Der Neubau in St. Marx liegt von den Kosten her gleichauf mit einem Standort am Küniglberg. Allerdings wäre der ORF nicht mehr Immobilien-Eigentümer, sondern Mieter.
Lange hat ORF-General Alexander Wrabetz die Stiftungsräte warten lassen. Erst nach 19 Uhr erhielten die Mitglieder der Arbeitsgruppe Standort am Freitag die geforderten Zahlen, die sich durch die Neuberechnung der verschiedenen Standort-Varianten ergeben hatten. Fazit: Entgegen ersten Kalkulationen ist nun die zunächst teuerste Variante die billigste. Dem Vernehmen nach (offizielle Auskunft will die ORF-Geschäftsführung nicht geben) wäre ein Neubau in St. Marx mit jährlich 32,2 Millionen Euro (auf 35 Jahre berechnet) knapp günstiger als ein gemeinsamer Standort aller ORF-Unternehmen am Küniglberg (32,3 Millionen). Ein Verbleib an den drei Standorten des ORF hingegen wandelt sich von der billigsten zur teuersten Variante (33,2 Millionen).

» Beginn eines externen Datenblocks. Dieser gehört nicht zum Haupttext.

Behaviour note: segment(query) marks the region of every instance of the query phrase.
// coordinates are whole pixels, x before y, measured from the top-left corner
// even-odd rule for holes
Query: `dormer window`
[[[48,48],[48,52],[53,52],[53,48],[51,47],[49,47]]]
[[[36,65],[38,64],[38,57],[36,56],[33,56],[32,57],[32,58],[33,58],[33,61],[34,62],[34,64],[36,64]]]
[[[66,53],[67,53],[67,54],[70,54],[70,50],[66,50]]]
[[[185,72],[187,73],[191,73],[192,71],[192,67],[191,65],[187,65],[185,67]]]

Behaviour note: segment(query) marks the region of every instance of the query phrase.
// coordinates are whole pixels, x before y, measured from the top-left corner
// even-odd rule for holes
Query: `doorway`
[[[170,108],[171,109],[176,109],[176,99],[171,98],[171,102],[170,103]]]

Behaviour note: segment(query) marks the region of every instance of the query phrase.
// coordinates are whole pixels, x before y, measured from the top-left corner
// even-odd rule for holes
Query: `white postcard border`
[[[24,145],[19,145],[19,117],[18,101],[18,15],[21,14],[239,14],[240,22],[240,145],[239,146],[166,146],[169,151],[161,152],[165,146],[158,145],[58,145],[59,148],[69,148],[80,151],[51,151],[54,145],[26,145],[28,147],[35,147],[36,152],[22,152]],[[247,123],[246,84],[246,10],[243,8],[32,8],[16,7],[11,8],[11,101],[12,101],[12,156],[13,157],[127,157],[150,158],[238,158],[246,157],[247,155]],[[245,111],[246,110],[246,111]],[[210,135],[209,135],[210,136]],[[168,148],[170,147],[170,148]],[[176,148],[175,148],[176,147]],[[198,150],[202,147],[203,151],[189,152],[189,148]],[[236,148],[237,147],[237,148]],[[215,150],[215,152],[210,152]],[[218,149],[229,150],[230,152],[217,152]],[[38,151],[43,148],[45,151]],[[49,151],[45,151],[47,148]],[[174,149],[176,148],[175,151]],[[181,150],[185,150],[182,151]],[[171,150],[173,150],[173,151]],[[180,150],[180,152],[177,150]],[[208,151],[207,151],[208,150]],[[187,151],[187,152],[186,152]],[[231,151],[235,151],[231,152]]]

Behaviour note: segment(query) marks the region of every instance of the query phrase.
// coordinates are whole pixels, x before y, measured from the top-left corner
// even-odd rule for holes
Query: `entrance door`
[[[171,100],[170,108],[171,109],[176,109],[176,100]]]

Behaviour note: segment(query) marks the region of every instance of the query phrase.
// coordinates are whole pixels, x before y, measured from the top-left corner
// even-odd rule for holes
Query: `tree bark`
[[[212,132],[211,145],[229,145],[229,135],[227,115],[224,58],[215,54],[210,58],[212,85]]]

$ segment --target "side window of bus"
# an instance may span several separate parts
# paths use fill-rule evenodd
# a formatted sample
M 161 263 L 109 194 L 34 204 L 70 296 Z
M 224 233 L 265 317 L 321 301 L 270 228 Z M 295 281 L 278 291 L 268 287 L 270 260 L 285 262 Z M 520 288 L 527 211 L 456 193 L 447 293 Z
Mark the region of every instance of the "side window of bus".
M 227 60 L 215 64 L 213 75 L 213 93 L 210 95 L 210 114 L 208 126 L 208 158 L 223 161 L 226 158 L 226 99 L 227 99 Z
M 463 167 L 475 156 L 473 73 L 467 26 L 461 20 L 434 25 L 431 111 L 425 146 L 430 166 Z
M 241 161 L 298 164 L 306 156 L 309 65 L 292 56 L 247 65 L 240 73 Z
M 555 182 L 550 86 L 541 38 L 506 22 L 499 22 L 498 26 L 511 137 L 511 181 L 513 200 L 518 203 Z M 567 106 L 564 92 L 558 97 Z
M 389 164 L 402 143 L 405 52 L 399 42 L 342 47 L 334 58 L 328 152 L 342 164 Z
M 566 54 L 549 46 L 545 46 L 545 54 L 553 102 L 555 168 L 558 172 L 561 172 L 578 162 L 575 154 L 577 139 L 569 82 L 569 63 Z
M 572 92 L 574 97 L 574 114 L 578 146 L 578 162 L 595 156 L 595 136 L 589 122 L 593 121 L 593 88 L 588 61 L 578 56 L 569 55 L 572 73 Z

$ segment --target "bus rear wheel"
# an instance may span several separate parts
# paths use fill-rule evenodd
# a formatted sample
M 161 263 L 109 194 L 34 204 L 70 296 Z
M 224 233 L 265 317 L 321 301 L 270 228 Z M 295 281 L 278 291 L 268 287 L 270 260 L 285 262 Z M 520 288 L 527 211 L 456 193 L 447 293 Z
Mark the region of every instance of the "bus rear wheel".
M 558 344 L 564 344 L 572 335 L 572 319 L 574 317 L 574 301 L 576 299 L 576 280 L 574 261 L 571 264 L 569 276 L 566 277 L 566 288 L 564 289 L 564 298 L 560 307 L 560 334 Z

Eine von den Stiftungsräten von Wrabetz geforderte explizite Festlegung, welchen Standort er präferieren würde, ist in dem Schreiben, das er am frühen Freitagabend übermittelte, nicht enthalten.
ORF-Finanzdirektor Richard Grasl sah am Freitagabend denn auch „weiter alle drei Varianten im Spiel". St. Marx wird jedoch als sinnvolle und ökonomische Variante gelobt, was den Schluss zulässt, dass Wrabetz einem auch vom Wiener Bürgermeister Michael Häupl (SP) bevorzugten Bau in St. Marx den Vorzug geben würde.
Entscheiden muss darüber der Stiftungsrat. Dort ist mit Widerstand zu rechnen. Bedenken herrschen vor allem, weil der ORF im Falle eines Neubaus in St. Marx nicht mehr Eigentümer der Immobilie wäre, sonder nur Mieter: Das Immobilienvermögen des ORF soll im dem Fall in eine gemeinsame Immobiliengesellschaft mit der Stadt Wien eingebracht werden, ein Immobilienfonds würde die Baukosten finanzieren. Das würde zu einer Abhängigkeit des ORF von der SPÖ Wien führen, fürchten Beobachter, die nicht wollen, dass der ORF sein „Familiensilber" verkauft.